But wait, it becomes more ominous yet. Gas taxes are the single largest funding source for the nation's highways. Americans pay an average of 47 cents a gallon for fuel taxes. In Canada it comes to $1 a gallon, $1.90 in Japan and $ 4.50 in Britain, all according to the International Energy Administration.

In the wake of the deadly 35W collapse the House Transportation Committee called for a fuel tax hike. More specifically, Congressman James Oberstar (D.Minn) indicated he would introduce legislation to fund bridge repairs and increase their inspections. According to Oberstar, a 5-cent increase in the gas tax would pay for a three year program that would generate some $8.5 billion a year. I repeat, we are talking about a five cent increase on the gas tax, in order to tackle an urgently needed and clearly dangerous infrastructure problem. A problem that should have long since been the focus of remedial government action.

President Bush's immediate and intemperate reaction to Oberstar's proposal was to dismiss it out of hand, admonishingly lecturing Oberstar and his Congressional colleagues, "Before we raise taxes, which could effect economic growth, I would urge the Congress to examine how they set priorities."

It begs the question, what are the president's priorities? Well consider this. In 2001 when the president took office the average price of conventional retail gasoline was $1.45 a gallon according to the U.S. Energy Information Administration. By mid July 2007, the price was $3.05 per gallon, a difference of $1.60 a gallon or over 100% , or more to the point , by a factor of 32 times the five cent increment in gas tax proposed by Representative Oberstar to deal with a critically important issue. Here is a problem, tax foe or friend, that needs fixing. And yet President Bush is determined to continue on this course of obstruction if government taxes are the remedy. In contrast, over the past six years, he has done virtually nothing to arrest the egregious excesses of an oil industry empowered to tax each and everyone of us with runaway cartel manipulated prices.

The jump in gasoline prices is the direct result of the tripling of oil prices since Bush's inauguration in January 2001. Only two days ago William Ramsay, Deputy Director of the International Energy Agency urged Opec to increase production.

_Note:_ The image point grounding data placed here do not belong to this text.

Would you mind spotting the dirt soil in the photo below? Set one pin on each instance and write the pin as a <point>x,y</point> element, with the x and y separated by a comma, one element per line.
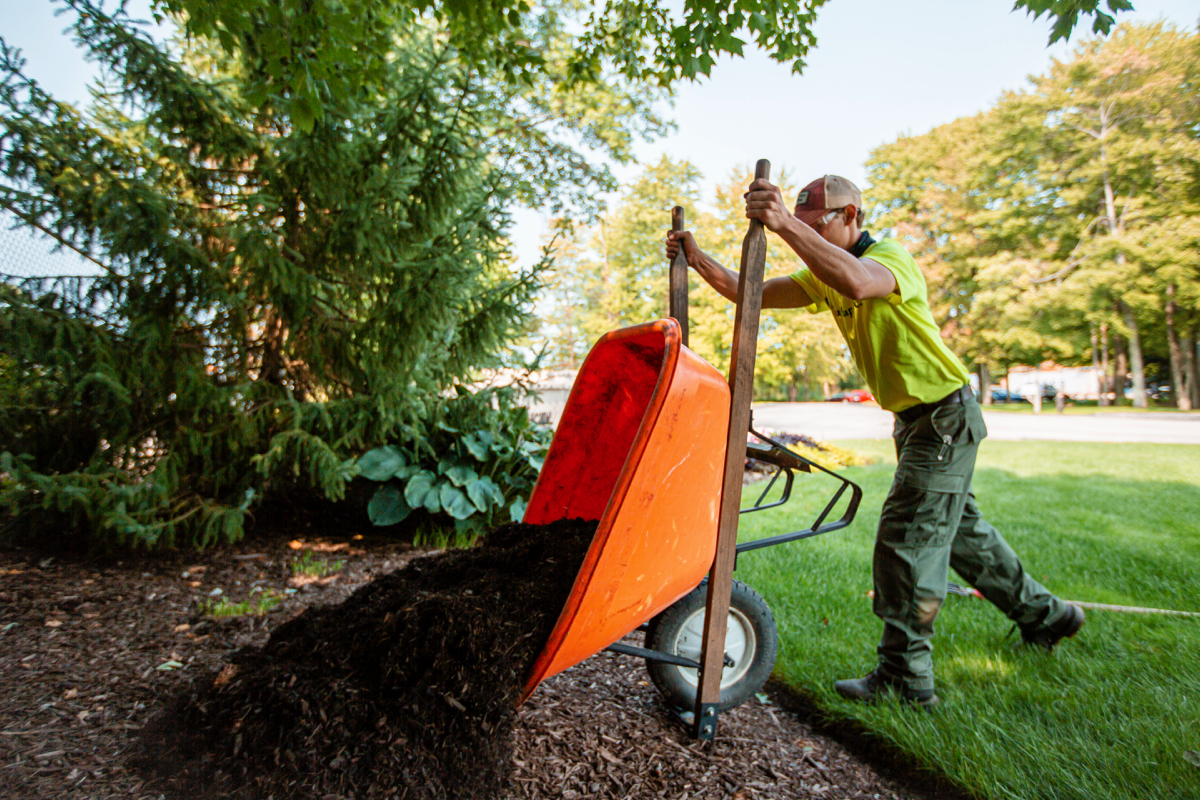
<point>93,650</point>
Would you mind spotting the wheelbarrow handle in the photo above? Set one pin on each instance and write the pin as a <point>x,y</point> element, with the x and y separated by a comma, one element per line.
<point>720,584</point>
<point>678,277</point>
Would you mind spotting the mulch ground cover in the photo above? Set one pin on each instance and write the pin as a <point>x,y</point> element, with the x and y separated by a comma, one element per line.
<point>94,651</point>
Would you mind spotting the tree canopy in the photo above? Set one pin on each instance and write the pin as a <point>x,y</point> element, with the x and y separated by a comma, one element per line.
<point>1065,215</point>
<point>307,52</point>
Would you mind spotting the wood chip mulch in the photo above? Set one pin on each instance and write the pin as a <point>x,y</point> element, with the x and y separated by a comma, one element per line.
<point>91,649</point>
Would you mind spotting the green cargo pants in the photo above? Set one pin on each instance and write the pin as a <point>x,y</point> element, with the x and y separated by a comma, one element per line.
<point>930,522</point>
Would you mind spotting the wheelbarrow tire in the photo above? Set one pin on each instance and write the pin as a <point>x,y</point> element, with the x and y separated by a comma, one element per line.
<point>751,642</point>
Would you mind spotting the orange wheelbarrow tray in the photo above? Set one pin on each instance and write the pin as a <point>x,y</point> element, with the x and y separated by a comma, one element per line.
<point>641,449</point>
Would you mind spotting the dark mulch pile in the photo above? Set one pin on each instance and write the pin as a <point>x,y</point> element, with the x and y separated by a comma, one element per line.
<point>407,687</point>
<point>91,650</point>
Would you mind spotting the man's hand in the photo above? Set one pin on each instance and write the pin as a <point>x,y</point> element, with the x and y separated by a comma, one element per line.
<point>677,239</point>
<point>765,203</point>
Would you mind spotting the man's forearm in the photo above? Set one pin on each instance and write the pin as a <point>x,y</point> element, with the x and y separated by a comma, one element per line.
<point>831,264</point>
<point>721,278</point>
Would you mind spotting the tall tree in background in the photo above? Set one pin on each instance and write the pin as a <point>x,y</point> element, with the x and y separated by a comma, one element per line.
<point>796,349</point>
<point>274,299</point>
<point>1061,217</point>
<point>615,274</point>
<point>307,53</point>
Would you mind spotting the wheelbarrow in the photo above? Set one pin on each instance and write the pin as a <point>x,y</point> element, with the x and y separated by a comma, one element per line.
<point>652,444</point>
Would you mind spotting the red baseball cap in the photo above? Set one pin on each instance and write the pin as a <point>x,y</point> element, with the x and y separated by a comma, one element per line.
<point>825,193</point>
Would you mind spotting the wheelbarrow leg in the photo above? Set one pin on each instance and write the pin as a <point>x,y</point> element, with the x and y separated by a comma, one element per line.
<point>720,581</point>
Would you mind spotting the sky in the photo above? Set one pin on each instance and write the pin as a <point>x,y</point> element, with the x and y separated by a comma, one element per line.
<point>881,68</point>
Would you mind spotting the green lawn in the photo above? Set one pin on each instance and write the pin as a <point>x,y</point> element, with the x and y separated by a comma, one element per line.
<point>1111,714</point>
<point>1084,408</point>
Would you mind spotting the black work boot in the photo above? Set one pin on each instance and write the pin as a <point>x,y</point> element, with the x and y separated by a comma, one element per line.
<point>873,686</point>
<point>1047,636</point>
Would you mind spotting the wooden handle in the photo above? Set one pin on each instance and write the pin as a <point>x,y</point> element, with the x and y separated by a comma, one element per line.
<point>720,578</point>
<point>677,295</point>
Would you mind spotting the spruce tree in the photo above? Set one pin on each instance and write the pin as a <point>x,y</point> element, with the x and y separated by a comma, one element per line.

He said oil prices in the region of $70 a barrel were too high and a threat to the world economy. So too did Britain's Prime Minister Gordon Brown exclaim his impatience with Opec manipulation while still Chancellor of the Exchequer, accusing Opec of doubling the price of oil within a twelve month period by withholding production from the marketplace. He went so far as to call the Saudi Ambassador to voice his displeasure. By contrast within the last six years our White House has done nothing meaningful to signal our displeasure if not disgust with our Saudi friends who are in effect the putative leaders of OPEC.

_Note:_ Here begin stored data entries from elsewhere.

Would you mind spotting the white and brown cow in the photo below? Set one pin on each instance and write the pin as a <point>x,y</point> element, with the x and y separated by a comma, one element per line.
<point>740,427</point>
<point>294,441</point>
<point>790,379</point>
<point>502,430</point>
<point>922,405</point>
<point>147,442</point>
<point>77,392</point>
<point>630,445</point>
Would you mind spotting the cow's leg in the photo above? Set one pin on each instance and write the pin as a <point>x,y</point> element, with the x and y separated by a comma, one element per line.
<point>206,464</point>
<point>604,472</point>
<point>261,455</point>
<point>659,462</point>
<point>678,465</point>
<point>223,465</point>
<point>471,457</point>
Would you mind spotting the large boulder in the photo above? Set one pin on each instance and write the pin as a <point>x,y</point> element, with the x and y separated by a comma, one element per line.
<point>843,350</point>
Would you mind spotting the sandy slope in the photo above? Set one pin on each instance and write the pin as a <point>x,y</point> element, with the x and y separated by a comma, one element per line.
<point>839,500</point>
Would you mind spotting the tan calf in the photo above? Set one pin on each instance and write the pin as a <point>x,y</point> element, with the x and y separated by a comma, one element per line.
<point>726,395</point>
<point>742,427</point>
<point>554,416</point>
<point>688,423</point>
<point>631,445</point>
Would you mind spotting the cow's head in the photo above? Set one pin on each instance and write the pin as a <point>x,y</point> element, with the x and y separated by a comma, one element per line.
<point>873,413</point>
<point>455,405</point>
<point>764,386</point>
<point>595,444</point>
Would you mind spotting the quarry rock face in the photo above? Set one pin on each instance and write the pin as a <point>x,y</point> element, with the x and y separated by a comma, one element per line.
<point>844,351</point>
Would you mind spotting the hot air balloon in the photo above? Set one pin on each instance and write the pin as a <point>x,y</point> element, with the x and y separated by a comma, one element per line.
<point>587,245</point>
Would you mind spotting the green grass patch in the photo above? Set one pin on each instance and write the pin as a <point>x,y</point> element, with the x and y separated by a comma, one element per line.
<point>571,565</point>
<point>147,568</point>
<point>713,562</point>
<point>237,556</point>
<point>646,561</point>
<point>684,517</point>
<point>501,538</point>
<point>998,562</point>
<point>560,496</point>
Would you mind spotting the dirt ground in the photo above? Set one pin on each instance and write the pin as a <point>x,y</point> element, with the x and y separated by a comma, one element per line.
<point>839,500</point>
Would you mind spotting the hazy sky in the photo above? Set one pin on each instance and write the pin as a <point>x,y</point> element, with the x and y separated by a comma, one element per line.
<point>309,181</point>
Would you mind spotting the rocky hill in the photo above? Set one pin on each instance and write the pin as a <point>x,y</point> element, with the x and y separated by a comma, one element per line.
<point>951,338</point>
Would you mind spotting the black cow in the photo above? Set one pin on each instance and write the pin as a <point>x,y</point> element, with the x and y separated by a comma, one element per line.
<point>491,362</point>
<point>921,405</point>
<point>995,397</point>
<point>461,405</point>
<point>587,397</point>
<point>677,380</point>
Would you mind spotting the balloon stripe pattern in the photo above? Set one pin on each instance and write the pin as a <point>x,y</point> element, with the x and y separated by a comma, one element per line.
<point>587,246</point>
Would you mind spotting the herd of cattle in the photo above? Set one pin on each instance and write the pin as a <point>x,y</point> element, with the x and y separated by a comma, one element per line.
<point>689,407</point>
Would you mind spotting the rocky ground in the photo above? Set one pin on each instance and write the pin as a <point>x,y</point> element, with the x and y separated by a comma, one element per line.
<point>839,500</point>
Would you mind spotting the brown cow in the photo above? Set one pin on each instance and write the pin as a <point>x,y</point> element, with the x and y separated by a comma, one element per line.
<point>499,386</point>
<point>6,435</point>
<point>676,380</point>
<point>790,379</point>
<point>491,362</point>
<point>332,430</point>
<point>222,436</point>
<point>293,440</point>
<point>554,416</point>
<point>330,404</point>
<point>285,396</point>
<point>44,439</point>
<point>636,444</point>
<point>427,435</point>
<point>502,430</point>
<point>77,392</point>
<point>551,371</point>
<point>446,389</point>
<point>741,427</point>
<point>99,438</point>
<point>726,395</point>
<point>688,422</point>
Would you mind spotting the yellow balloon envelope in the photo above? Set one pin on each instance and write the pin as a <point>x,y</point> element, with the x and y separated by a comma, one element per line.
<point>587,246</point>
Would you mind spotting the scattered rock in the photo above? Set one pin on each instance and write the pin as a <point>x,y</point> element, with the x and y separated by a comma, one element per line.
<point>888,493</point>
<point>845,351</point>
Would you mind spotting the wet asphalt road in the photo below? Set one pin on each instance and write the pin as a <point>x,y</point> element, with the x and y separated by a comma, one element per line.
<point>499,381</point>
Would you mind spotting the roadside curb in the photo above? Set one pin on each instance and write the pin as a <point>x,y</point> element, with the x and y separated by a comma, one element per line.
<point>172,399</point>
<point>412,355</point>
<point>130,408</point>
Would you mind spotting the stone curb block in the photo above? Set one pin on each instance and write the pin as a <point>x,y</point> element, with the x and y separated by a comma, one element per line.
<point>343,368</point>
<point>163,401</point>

This in spite of the fact that we are the de facto guarantor of Saudi independence as clearly evidenced by the massive US fleet sailing the Arabian Gulf to protect Saudi shipping lanes, and if need be, Saudi Arabia itself. The US Arabian fleet is now at its greatest level of strength ever, and at a cost of about $100 million a day. That comes to some $35 billion a year to American taxpayers.

In this madhouse relationship, the President's initiatives are not limited to the shores of Arabia but extend to our shores as well. Congress has passed resolutions to nullify the sovereign immunity that Opec state companies enjoy in our courts, that will make them subject to laws of the land much as any other commercial enterprise. Yet President Bush, in support of the Saudis and in turn Opec, has made it be known that he would veto such a measure.

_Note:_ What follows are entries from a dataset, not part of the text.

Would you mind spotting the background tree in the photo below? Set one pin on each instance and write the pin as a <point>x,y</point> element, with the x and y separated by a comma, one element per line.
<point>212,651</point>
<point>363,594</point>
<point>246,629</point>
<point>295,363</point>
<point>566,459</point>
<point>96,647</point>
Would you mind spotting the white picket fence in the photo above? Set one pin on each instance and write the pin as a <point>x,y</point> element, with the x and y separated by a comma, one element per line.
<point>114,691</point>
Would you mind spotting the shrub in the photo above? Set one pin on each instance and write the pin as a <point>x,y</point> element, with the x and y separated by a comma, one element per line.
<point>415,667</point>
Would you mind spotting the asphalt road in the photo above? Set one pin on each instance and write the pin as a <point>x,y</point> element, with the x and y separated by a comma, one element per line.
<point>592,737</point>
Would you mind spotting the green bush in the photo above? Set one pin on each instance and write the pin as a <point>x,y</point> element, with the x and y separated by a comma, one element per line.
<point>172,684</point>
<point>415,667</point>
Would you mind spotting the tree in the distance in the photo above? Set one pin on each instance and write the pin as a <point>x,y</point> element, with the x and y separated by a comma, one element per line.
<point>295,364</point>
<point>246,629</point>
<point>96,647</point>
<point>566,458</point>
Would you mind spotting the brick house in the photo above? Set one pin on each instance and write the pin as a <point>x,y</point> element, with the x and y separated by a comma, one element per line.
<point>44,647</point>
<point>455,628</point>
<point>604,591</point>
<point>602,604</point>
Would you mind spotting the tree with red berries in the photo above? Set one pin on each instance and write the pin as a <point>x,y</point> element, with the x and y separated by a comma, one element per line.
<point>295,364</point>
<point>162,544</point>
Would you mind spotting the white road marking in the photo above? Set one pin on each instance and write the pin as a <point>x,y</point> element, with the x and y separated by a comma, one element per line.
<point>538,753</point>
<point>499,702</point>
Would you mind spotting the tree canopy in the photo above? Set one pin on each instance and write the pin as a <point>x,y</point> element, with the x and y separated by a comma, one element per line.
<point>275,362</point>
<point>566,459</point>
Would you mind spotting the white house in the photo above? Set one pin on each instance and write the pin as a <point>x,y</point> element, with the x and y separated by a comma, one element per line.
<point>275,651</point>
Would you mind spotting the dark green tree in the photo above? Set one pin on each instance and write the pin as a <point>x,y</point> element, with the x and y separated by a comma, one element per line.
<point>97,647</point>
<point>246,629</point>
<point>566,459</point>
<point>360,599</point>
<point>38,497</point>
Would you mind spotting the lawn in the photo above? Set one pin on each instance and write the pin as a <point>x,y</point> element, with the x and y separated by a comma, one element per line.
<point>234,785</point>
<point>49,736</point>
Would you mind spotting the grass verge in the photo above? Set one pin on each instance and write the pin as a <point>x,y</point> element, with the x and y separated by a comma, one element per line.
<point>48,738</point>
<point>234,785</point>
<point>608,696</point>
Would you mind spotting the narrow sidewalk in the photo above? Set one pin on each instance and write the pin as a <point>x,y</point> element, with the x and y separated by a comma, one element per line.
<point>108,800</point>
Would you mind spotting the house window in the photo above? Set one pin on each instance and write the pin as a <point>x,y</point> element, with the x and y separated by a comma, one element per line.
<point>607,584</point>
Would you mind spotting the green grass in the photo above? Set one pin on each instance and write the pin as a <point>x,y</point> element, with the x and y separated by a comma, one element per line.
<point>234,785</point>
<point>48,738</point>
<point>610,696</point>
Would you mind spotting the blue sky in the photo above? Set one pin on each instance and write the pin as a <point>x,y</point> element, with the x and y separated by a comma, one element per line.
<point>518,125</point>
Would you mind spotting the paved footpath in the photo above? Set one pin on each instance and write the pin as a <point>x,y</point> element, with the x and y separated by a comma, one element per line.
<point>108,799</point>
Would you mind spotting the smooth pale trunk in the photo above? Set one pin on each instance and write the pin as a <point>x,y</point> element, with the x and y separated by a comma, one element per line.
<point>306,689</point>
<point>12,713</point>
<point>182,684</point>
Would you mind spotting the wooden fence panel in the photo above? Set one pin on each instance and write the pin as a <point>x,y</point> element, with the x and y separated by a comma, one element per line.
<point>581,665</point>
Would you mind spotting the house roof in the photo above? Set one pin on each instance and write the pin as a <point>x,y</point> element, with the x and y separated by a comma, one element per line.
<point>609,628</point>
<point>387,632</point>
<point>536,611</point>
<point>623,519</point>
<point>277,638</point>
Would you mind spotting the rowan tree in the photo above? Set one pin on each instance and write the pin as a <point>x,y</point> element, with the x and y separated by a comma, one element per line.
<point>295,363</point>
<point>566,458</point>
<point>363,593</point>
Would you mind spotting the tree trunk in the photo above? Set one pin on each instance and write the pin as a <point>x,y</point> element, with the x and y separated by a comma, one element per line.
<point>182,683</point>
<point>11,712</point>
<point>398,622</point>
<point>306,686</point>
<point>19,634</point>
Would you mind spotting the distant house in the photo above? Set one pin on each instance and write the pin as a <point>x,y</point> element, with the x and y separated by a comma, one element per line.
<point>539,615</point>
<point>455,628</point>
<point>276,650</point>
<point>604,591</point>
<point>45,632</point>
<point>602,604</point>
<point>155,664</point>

All this, and the administration's myriad tax breaks for big oil, its near giveaway of oil leases, its appointments to both the Interior and Energy Departments of oil flacks and oil hires, its support and protection of 'K' Street lobbyists, have all created a dramatic disequilibrium. Representative Oberstar is lectured by the President for asking for a five cent gas tax that would fund a program to rebuild our bridges. Yet where is the presidential hectoring when Exxon-Mobil cashes in $40 billions in annual profits lifted from a phony oil market which in and of itself has become a massive tax on the public weal.

The handling of this issue alone borders on the catastrophic. I don't know what they taught Mr. Bush at Harvard Business. But such levels of intransigence, tunnel vision and partisanship would have found a swift exit from the corner office in the real world.